MONET AND THE BIRTH OF IMPRESSIONISM – FIGURATIVE PAINTING OF THE EIGHTIES IN GERMANY – MASTERWORKS IN DIALOGUE. EMINENT GUESTS FOR THE ANNIVERSARY – AND MUCH MORE

In writing down his last will and testament, Johann Friedrich Städel laid the cornerstone for Germany’s oldest civic museum foundation in 1815. 2015 will see the bicentennial of this historic day on March 15. The Städel will celebrate its anniversary with a variety of high-carat exhibition and research projects, numerous substantial acquisitions and additions to its collections, a major public celebration, as well as a considerable extension of its educational offer, particularly in the digital sphere.

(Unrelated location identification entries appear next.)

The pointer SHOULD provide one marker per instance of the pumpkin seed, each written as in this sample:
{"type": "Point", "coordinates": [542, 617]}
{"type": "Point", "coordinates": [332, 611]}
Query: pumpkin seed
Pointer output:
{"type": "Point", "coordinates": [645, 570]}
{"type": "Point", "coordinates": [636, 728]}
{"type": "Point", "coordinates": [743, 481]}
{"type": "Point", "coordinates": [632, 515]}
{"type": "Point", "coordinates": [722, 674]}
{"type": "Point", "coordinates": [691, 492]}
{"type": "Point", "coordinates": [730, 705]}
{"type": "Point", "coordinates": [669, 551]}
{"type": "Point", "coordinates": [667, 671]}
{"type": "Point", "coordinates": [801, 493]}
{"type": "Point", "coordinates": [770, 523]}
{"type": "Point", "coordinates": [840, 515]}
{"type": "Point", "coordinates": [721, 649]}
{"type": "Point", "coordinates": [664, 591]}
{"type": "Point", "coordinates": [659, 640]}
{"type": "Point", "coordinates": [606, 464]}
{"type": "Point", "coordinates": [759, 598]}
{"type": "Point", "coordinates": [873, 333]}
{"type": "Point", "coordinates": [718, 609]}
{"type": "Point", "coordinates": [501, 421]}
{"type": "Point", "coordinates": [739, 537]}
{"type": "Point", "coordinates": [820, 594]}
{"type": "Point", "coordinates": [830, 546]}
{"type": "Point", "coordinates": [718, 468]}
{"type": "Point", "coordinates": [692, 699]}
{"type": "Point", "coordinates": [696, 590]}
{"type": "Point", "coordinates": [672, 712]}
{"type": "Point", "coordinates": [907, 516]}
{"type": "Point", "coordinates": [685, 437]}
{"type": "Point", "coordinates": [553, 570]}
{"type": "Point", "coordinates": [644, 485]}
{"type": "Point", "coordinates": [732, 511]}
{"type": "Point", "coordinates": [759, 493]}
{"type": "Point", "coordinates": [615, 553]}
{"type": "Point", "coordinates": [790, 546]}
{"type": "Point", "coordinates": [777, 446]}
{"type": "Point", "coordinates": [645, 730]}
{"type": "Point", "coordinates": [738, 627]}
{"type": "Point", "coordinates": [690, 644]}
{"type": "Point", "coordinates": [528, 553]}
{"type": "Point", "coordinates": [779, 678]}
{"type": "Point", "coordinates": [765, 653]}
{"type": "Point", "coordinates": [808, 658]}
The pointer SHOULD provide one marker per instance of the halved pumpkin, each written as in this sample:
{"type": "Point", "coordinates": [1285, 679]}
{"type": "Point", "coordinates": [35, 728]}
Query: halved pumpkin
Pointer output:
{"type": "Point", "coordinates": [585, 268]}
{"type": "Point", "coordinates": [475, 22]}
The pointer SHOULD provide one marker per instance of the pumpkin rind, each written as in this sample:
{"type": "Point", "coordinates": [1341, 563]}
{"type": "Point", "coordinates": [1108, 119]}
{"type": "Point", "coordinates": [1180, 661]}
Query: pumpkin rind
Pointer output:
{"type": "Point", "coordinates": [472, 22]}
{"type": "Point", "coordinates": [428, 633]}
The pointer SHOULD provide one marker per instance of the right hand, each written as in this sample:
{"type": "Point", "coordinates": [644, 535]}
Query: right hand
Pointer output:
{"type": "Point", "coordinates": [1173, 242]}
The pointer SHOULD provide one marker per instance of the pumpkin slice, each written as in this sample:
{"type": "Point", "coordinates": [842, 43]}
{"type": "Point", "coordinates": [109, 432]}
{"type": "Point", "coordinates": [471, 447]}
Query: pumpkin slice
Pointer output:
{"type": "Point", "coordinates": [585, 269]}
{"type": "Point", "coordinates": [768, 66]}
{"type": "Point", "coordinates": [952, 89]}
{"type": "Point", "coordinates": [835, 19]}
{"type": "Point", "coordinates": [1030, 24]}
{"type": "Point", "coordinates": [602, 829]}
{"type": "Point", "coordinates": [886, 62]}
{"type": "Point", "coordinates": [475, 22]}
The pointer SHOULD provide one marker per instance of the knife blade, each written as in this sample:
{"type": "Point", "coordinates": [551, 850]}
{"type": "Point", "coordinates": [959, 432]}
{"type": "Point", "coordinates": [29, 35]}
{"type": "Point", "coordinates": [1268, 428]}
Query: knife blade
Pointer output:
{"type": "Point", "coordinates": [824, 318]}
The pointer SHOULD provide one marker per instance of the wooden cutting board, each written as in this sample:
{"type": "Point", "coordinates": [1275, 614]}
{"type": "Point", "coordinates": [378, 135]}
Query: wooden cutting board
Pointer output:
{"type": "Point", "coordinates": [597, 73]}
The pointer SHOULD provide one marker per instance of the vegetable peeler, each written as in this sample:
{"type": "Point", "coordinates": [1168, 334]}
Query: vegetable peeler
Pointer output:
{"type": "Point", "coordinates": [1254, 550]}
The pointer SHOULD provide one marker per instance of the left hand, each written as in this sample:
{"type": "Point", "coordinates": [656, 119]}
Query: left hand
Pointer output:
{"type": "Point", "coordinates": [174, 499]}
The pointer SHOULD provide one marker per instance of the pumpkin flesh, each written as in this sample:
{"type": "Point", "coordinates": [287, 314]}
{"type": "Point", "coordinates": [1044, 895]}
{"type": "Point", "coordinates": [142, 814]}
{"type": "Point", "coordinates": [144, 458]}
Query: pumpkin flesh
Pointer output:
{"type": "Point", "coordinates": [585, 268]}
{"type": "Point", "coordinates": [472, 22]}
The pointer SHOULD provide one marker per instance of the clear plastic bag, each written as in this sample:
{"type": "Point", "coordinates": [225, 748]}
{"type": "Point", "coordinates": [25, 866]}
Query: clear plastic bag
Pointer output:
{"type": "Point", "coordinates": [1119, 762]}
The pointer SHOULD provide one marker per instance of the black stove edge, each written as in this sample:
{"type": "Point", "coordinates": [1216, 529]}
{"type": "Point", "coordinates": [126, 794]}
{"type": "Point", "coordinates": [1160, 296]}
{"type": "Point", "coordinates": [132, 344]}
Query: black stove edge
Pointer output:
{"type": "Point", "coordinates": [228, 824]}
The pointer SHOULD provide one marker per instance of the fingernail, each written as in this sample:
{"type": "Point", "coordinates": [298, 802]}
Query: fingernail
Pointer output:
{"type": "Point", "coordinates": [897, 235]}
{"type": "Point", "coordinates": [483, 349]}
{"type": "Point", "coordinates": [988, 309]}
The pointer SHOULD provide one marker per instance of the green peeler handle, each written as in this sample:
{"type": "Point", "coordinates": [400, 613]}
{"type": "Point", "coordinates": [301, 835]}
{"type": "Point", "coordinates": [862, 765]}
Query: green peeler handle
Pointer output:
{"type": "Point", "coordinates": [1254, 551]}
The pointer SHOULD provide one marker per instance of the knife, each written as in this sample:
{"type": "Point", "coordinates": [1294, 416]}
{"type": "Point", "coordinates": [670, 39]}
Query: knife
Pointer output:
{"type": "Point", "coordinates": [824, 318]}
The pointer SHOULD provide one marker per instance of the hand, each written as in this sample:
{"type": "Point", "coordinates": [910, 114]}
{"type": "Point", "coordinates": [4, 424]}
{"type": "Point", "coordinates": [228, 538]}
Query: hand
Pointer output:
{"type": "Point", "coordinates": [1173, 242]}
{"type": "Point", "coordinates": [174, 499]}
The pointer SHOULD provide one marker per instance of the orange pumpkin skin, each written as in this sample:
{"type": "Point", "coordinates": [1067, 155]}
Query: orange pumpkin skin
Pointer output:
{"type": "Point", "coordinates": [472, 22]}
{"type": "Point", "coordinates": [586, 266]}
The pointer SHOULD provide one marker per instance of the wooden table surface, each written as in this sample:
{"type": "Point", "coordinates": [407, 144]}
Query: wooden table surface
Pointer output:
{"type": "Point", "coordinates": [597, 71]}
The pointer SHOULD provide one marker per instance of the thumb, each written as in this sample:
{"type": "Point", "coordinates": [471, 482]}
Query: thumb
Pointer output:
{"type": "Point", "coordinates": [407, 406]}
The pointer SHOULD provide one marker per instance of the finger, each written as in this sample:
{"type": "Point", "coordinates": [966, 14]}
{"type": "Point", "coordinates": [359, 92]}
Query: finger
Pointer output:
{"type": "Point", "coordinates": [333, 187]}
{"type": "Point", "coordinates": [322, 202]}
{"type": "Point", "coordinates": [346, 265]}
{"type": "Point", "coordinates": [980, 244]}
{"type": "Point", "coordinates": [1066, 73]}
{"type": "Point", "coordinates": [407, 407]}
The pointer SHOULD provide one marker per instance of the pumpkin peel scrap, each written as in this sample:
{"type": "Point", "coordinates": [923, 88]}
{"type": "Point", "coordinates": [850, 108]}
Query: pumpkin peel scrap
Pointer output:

JEAN-JACQUES DE BOISSIEU. A Contemporary of Städel’s
February 11 – May 10, 2015
Exhibition Hall of the Department of Prints and Drawings

Jean-Jacques de Boissieu (1736–1810) was already a highly acclaimed artist beyond France in his lifetime. Not only princes but also private collectors like Johann Friedrich Städel were fascinated with the landscapes, genre scenes, and portraits depicted in the artist’s drawings and prints. The founder of the Städelsches Kunstinstitut acquired over twenty drawings and far more than two hundred etchings by de Boissieu, which still rank among the central holdings of the Städel’s Department of Prints and Drawings. Created in a period of historically revolutionary events, de Boissieu’s oeuvre mirrors the landscape and life of the province around the artist’s native city of Lyon with an almost irritatingly unexcited and serious steadiness. His etched landscapes and portraits as well as his subtly nuanced brush and chalk drawings reveal a progressive realism that hints at a bourgeois understanding of art independent of any academic norms.
Curator: Dr. Jutta Schütt

MONET AND THE BIRTH OF IMPRESSIONISM
March 11 – June 28, 2015
Exhibition annex

With Claude Monet’s painting The Luncheon (Le déjeuner) from 1868/69, the Städel Museum possesses one of the key works of early Impressionism. Starting from this work – and the institution’s outstanding holdings of early Impressionist works by Auguste Renoir, Édouard Manet, Edgar Degas, Alfred Sisley, and Paul Cézanne – the show on display at the Städel will highlight the beginnings of the Impressionist movement from spring 2015 on. The comprehensive anniversary exhibition, with which the Städel celebrates its bicentennial, draws on the history of the institution’s own collection: it was already in the first years of the twentieth century when Georg Swarzenski, then Director of the museum, passionately championed French art, which today constitutes an important focal point of the Städel’s collection. The special exhibition sheds light on how a contemporary experience of looking at things becomes manifest in the Impressionist artists’ paintings and how the representation of this “modern gaze” in their pictures changed in the course of time. Based on a selection of more than ninety paintings including numerous world-renowned loans from museums abroad – such as Claude Monet’s La Grenouillère (1869) from the Metropolitan Museum of Art, New York, L’Étang à Montgeron (The Pond at Montgeron) (1877) from the Hermitage Museum in St. Petersburg, or the monumental Luncheon (1874) from the collection of the Musée d’Orsay in Paris – the individual lines of development within Impressionism and the change in the relationship between content and form can be illustrated. The presentation of Impressionist painting is rounded off by photographs and cartoons dealing with the art movement.
Curator: Dr. Felix Krämer
Sponsored by: Commerzbank-Stiftung

Vices of Life: The Prints of William Hogarth
June 10 – September 6, 2015
Exhibition Hall of the Department of Prints and Drawings

Presenting works by the English painter, copperplate engraver, and etcher William Hogarth (1697–1764), the Städel Museum’s Department of Prints and Drawings focuses on artworks from the days of its founder Johann Friedrich Städel. It was Hogarth who established the new genre of the “modern moral subject” with his series A Harlot’s Progress (1732), A Rake’s Progress (1735), and Marriage à-la-mode (1745). An attentive observer, the artist made the vices and seamy sides of modern life in the metropolis of London his subject. Hogarth regarded his works as a printed theater of his day and laid the foundations for sociocritical caricature in England. The Städel’s Department of Prints and Drawings comprises a significant array of works by Hogarth, including all the series in their entirety that gained the artist his international renown. The special quality of these works, which came to inform a whole era, lies in Hogarth’s great interest in individual physiognomies, his keen powers of observation, and his mordant wit.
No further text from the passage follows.